While looking for devotionals on grieving, I came across this article by Levi Lusko. I first read it when my dad passed away in 2016 and it was just so on point, that I went back and read it again today. It starts with a description of how lions hunt:

“While the females stalk their prey from behind, the king of the jungle will come from the front and let loose one of those roars that gives him his spot at the top of the food chain. This sound is so powerful it can be heard for up to five miles away. Hearing that terrifying noise causes the gazelle or antelope to run as far as they can away from whatever made that sound.

What they don’t know is that as scary as it sounded, the one who did the roaring is more bark than bite. So away they go — directly into the path of the real threat: the waiting lioness. In other words, the prey’s instincts are wrong. Going with their guts causes them to make the last mistake of their short, little lives. It’s counterintuitive, but the right choice would be to override their emotions and run toward the roar.”

My grief is telling me to keep mum, glaze over details, and keep things light because our story might be too much for “normal” people to handle. Fear of criticism, backtalk, gossip, etc. is telling me to keep things simple. It’s the roar of the lion, trying to scare me into running the other way, but I refuse to be intimidated. I will choose to charge towards the roar.

A lot of people around the world are grieving in one way or another. There’s no one way to grieve, really. For me, whenever I write about anything, I feel like I am pouring my heart out on paper (or well, a web page) and leaving my emotions there. Most times I don’t even read my older posts, but I am leaving them here, for someone else to pick up at their time of need.

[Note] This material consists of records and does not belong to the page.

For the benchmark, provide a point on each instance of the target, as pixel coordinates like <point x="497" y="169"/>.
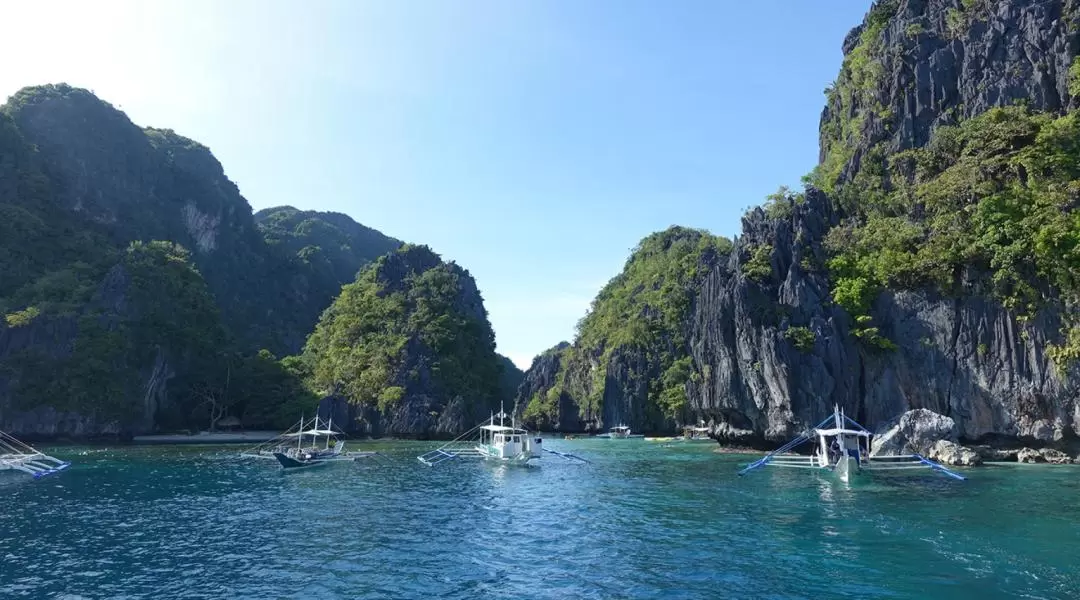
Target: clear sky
<point x="535" y="142"/>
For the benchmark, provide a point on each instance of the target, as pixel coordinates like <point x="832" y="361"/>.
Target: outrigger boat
<point x="16" y="455"/>
<point x="844" y="449"/>
<point x="497" y="442"/>
<point x="289" y="449"/>
<point x="619" y="432"/>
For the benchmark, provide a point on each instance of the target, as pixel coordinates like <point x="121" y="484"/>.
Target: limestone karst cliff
<point x="932" y="260"/>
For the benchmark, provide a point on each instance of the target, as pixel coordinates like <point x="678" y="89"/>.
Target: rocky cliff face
<point x="79" y="185"/>
<point x="916" y="65"/>
<point x="771" y="350"/>
<point x="964" y="357"/>
<point x="630" y="362"/>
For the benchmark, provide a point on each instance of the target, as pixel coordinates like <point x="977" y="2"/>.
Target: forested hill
<point x="630" y="363"/>
<point x="332" y="244"/>
<point x="931" y="262"/>
<point x="136" y="288"/>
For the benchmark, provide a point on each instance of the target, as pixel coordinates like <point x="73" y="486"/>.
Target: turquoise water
<point x="642" y="521"/>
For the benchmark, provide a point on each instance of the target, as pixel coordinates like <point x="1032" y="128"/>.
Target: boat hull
<point x="293" y="464"/>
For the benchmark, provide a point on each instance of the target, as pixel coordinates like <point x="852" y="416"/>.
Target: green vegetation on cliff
<point x="996" y="194"/>
<point x="136" y="287"/>
<point x="409" y="326"/>
<point x="332" y="244"/>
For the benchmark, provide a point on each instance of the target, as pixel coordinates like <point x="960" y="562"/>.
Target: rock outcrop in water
<point x="781" y="329"/>
<point x="925" y="433"/>
<point x="81" y="352"/>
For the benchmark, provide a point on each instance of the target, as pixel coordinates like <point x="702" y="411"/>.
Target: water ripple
<point x="642" y="521"/>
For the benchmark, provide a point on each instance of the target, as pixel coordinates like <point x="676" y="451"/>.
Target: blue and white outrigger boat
<point x="292" y="451"/>
<point x="496" y="442"/>
<point x="17" y="455"/>
<point x="844" y="449"/>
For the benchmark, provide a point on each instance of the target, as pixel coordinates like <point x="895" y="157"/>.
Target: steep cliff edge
<point x="940" y="271"/>
<point x="630" y="360"/>
<point x="407" y="349"/>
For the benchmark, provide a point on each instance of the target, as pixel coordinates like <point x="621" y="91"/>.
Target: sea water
<point x="643" y="520"/>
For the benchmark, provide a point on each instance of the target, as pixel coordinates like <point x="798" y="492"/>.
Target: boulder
<point x="1055" y="457"/>
<point x="952" y="453"/>
<point x="997" y="454"/>
<point x="916" y="431"/>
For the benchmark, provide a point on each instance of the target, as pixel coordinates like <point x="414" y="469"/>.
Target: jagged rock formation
<point x="926" y="433"/>
<point x="407" y="349"/>
<point x="775" y="342"/>
<point x="333" y="244"/>
<point x="916" y="65"/>
<point x="630" y="363"/>
<point x="79" y="185"/>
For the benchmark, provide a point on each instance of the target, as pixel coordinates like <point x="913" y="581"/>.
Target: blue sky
<point x="532" y="142"/>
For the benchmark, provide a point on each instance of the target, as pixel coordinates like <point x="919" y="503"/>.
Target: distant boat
<point x="620" y="432"/>
<point x="293" y="452"/>
<point x="16" y="455"/>
<point x="495" y="442"/>
<point x="842" y="449"/>
<point x="696" y="434"/>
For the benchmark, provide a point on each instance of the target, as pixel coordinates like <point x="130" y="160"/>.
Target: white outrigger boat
<point x="497" y="442"/>
<point x="844" y="449"/>
<point x="17" y="455"/>
<point x="289" y="449"/>
<point x="620" y="432"/>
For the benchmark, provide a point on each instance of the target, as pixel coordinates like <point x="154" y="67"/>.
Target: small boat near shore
<point x="17" y="455"/>
<point x="495" y="442"/>
<point x="697" y="434"/>
<point x="845" y="450"/>
<point x="293" y="453"/>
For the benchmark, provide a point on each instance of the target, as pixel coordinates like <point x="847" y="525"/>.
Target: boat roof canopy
<point x="313" y="433"/>
<point x="841" y="432"/>
<point x="502" y="430"/>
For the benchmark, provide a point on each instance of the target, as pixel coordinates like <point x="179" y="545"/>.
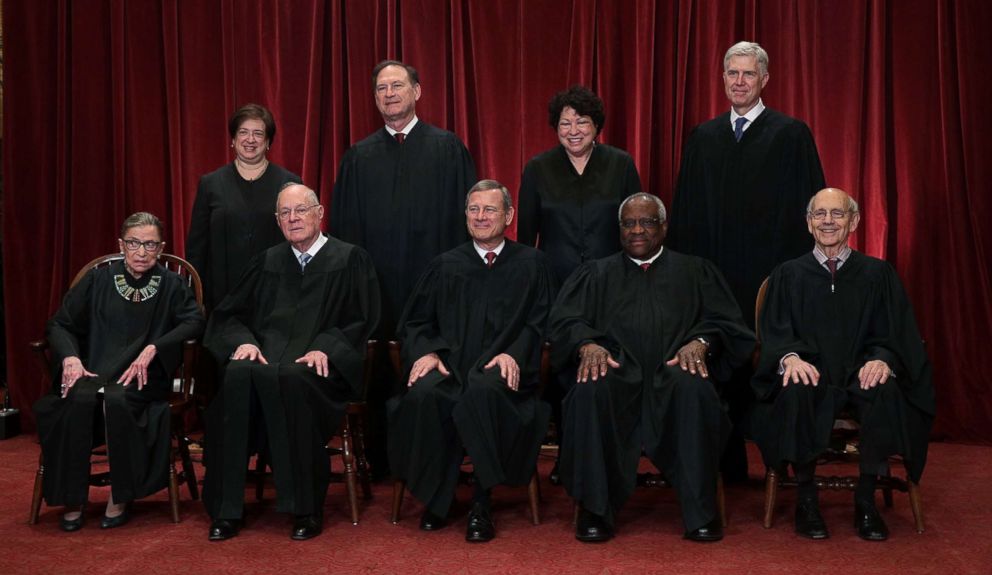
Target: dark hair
<point x="139" y="219"/>
<point x="253" y="112"/>
<point x="584" y="101"/>
<point x="410" y="70"/>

It’s been a while since I started writing again and while it’s been cathartic, I also had some qualms because my stories are not just about me. In the past year, I’ve politely refused to talk about what I’ve gone through, even to my closest family and friends, because I know how emotionally fragile and conflicted Karlo already was. But looking back on our journey, skipping over the hard parts will also force me to bury our beautiful moments. So now I’ve decided to write about it, bit by bit. There is, after all, no one to protect anymore – he is now up there, untouchable and whole. As for me, I kind of took it upon myself to be his shield in all our years together. I figured I was strong enough to endure the blows for him, and that is still true now. He hated it, hated seeing me get hurt, hated how I defended him from everyone, hated seeing me cry…but each and every time, I always wiped my tears, got up, and blatantly refused to give up on him. Now that I have no one to shield, it actually feels easier to talk (or write) about things, and that’s what I’ve decided to do, so that all this pain will not be wasted.